“Very nice to meet you,” Roz said. Then she looked down at the youngest one. “And who is the little one right here? Shane, I’ll bet.”
He was standing in front of Gloria. Gloria had her hands on his shoulder. “This is Shane,” she said. “Our baby brother.”
“He’s not our biological brother,” Adrian pointed out. “But Dad supports him. So we treat him as if he’s one of us. Dad considers him his son.”
Roz knelt down to Shane. Of all five children, he seemed the saddest to her. “Nice to meet you, Shane,” she said, extending her hand.
But Shane didn’t shake it. He, in fact, turned away from her and buried his face against Gloria.
“He’s shy,” Gloria said, and Roz smiled too and stood up. But she knew better than that. Shyness was one thing. Sadness was something else.
Mick watched intensely as Roz turned to the final child: the teenager. She extended her hand. “Hi, I’m Roz,” she said.
“Hi, I’m not,” he said with bite in his voice.
Roz removed her extended hand, but she didn’t let him remove her smile.
“Just tell the lady your name, Joey,” Teddy said. “Don’t be such a prick!”
“Fuck you, Teddy. I’ll be whatever I wanna be. You don’t tell me what to do!”
Another distressed child. Didn’t Mick realize what condition these children were in? “Anyway, everybody sit back down,” she insisted, and they all did. “Do you want something to drink before dinner?”
“Dad’s butler already offered,” Teddy said. “We’re fine.”
Teddy didn’t appear to be the oldest, but he was definitely the leader. Mick through and through, she thought, as she sat down on the second sofa in the living room. “I’m glad all of you could make it on such short notice.”
“Are you kidding?” Adrian asked. “We’re just happy Dad invited us at all. We would have dropped everything and came even if his secretary called us with a two minute notice.”
Roz didn’t understand. “His secretary?”
“Yeah,” Adrian said. “She’s the one who calls us whenever Dad wants to see us.”
Roz found that extraordinary. Mick didn’t call them himself? She knew he was busy, but these were his children! “I see,” she said.
“It’s been so long since we got the call,” Ted said, “that we were shocked when it came.”
“It’s been that long?” Roz asked.
They all nodded their heads.
“How long?”
Teddy, Adrian, and Gloria looked at each other. “Two years?” Gloria looked at her brothers for confirmation.
Teddy nodded. “Yeah, I think you’re right, Glo. It’s been about that. It’s been about two years since we got together like this.”
Roz was astounded. So astounded that Mick finally gave up his perch upstairs and began heading down. When he arrived, and his children saw him coming, they all stood quickly. And nervously, Roz noticed.
“Well hello everybody!” Mick spoke jovially as he came toward his children. He had a smile on his face that Roz had never seen before. Not that it was completely void of warmth and affection, but it was certainly lacking something.

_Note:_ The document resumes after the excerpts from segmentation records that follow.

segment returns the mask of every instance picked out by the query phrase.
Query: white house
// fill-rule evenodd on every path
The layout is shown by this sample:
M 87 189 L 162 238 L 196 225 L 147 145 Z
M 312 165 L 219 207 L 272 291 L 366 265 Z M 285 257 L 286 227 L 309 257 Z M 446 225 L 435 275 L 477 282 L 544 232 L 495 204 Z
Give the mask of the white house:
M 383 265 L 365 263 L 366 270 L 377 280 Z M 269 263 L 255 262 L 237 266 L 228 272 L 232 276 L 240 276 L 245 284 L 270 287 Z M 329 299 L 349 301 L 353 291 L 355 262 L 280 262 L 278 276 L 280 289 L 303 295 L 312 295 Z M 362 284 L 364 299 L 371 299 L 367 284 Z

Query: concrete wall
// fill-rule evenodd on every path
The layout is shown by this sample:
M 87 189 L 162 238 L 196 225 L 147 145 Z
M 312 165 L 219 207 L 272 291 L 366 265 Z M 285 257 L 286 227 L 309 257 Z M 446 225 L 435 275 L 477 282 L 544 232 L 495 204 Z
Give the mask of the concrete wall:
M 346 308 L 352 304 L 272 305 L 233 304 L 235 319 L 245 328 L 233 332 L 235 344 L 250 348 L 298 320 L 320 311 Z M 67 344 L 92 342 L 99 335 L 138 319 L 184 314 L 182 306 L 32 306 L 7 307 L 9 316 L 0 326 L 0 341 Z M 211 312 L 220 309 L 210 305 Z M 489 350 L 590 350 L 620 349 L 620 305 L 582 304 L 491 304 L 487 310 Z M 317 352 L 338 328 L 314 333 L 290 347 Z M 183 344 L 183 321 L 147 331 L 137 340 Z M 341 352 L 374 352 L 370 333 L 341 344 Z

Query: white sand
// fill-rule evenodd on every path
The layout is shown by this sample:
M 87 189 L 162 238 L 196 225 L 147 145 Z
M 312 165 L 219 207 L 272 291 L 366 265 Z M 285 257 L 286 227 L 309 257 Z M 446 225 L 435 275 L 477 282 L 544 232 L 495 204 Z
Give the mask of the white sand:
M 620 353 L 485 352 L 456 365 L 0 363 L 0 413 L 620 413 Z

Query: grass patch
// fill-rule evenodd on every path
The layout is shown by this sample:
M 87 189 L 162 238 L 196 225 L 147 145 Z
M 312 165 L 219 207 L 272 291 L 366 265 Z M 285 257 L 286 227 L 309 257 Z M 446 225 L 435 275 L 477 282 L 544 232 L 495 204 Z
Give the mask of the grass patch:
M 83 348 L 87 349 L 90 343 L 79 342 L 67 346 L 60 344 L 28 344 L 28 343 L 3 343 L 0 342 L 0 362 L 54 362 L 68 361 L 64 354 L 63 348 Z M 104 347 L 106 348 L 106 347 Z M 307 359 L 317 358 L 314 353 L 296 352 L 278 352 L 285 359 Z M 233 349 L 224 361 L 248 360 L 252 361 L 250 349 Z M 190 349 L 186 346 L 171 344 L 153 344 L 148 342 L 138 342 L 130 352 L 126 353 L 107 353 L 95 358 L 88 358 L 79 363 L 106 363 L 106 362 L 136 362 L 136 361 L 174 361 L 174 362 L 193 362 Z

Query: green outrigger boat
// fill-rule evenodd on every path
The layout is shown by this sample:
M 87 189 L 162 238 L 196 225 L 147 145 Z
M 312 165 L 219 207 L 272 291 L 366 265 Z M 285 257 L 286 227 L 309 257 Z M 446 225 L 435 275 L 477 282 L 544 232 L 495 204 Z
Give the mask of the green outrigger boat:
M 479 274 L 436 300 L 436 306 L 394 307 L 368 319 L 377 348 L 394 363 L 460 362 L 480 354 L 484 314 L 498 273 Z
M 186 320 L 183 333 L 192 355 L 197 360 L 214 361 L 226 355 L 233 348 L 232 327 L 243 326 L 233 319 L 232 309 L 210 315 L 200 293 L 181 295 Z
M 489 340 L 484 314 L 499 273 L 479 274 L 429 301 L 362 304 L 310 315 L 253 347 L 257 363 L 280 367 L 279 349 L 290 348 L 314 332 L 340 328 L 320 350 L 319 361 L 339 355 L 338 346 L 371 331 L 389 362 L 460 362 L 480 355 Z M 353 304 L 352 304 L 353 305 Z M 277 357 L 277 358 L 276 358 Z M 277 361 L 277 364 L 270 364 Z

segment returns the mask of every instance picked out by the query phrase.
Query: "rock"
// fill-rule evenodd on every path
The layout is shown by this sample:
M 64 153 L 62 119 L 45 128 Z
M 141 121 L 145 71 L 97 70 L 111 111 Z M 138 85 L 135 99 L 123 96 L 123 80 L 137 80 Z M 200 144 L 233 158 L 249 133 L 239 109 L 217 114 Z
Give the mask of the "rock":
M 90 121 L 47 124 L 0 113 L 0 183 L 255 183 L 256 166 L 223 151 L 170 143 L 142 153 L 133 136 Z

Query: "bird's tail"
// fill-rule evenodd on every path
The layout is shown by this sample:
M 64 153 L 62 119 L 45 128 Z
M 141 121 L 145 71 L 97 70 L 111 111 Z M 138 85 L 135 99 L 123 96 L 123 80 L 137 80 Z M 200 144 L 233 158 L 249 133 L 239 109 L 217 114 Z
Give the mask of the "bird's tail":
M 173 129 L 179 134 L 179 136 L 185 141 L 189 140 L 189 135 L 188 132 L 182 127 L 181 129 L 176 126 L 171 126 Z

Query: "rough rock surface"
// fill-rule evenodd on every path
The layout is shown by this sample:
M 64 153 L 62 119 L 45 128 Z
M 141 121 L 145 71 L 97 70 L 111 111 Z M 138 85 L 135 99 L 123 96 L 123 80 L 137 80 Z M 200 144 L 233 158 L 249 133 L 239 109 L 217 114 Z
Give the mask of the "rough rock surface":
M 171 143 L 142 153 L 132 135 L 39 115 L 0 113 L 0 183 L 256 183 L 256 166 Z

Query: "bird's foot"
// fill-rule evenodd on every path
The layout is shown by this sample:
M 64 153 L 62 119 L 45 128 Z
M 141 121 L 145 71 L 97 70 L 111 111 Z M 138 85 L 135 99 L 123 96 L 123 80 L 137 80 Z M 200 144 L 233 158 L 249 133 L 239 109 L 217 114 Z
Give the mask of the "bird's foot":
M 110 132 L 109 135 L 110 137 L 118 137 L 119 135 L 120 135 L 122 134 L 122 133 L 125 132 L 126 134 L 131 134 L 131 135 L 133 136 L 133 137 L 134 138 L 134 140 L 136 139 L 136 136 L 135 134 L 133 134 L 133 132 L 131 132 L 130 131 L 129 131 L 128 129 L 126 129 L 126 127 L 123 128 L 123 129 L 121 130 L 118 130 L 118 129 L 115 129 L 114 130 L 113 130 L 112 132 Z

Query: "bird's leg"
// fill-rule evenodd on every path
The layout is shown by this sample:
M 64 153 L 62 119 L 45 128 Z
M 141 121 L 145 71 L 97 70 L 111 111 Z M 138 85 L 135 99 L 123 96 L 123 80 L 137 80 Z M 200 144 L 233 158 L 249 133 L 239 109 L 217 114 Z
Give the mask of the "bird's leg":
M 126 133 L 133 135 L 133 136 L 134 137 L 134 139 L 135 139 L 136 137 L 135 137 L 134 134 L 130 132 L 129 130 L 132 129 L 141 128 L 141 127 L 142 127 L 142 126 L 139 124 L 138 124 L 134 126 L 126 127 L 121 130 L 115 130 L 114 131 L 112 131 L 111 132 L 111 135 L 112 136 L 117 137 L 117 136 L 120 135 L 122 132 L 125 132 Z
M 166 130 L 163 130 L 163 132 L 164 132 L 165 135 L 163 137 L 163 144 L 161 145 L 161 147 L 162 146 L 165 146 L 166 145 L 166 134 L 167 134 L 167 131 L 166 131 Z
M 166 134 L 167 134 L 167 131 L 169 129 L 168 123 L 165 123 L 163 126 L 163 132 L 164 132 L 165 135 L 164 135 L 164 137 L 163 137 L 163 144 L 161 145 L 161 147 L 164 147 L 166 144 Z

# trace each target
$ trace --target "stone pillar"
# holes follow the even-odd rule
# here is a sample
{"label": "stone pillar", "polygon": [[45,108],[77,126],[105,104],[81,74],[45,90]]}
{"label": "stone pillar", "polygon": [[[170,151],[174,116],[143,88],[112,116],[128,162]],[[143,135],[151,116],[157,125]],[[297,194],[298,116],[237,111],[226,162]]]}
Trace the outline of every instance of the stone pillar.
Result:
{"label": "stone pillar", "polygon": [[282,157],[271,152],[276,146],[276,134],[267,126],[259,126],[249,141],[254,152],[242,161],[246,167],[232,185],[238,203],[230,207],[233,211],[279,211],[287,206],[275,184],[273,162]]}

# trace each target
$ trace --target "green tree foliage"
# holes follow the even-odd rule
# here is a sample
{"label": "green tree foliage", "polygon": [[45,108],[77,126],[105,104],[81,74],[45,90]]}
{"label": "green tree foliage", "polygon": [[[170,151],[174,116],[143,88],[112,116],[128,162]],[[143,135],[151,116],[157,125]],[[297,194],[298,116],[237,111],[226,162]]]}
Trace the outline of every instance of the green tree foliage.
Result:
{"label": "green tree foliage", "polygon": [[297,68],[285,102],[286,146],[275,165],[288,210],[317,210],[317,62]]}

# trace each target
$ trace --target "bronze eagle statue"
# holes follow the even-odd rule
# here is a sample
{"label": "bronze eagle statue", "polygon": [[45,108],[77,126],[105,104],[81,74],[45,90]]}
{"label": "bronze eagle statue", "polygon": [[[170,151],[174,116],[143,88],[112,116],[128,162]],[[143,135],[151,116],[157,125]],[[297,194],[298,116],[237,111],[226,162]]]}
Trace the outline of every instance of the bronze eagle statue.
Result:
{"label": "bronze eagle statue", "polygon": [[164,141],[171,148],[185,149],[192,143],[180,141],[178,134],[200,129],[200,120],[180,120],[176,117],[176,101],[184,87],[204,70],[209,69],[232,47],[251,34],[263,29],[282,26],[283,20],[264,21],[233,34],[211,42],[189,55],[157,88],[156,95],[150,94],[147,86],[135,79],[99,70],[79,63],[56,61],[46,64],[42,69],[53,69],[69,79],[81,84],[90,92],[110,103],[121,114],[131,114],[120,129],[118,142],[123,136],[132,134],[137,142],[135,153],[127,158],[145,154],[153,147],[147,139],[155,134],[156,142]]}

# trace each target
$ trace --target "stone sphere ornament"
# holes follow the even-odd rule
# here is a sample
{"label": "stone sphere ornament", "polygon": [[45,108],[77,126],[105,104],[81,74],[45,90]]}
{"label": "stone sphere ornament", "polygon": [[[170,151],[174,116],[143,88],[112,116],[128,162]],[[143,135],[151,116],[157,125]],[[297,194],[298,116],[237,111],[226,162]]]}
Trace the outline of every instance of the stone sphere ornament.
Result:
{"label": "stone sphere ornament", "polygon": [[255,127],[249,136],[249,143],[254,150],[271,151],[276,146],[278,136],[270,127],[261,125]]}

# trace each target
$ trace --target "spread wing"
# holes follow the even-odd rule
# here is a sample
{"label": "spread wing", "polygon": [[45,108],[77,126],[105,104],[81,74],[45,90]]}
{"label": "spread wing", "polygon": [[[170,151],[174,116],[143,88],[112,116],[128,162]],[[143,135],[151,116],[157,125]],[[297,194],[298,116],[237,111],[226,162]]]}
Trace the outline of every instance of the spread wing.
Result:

They all literally got in line, as they waited to be hugged by Mick. And Mick hugged each one, from his two oldest sons, to his daughter whom he also kissed, to the two younger ones. Although those two didn’t want to have anything to do with Roz, they seemed thrilled to be hugged by Mick. In fact, Roz noticed something remarkable. All five of Mick’s children kept their hands on him, even after their hug, as if they wanted just a touch of him. They continued to surround him as if they were surrounding a prized possession.
And even after he lifted little Shane into his arms and told them to have a seat, they all followed him as if they were attached to him. He sat in the middle of the sofa, with Shane on his lap, but to Roz’s shock all of his other children also piled onto that same couch. Gloria sat on one side of Mick, Joey sat on the other side of Mick, and Teddy and Adrian rode shotgun on the ends. Seemingly starved for their father’s attention. It was as beautiful to Roz as it was tragic.
To the untrained eye, Mick would appear as if he was completely comfortable with his five children. He was asking them how they were doing, they were all telling him how great they were doing, and it seemed picture perfect. But Roz had a trained eye on Mick. And she saw the stress and strain. She even saw the pain. It was as if they were six people on a couch, pretending to be a family.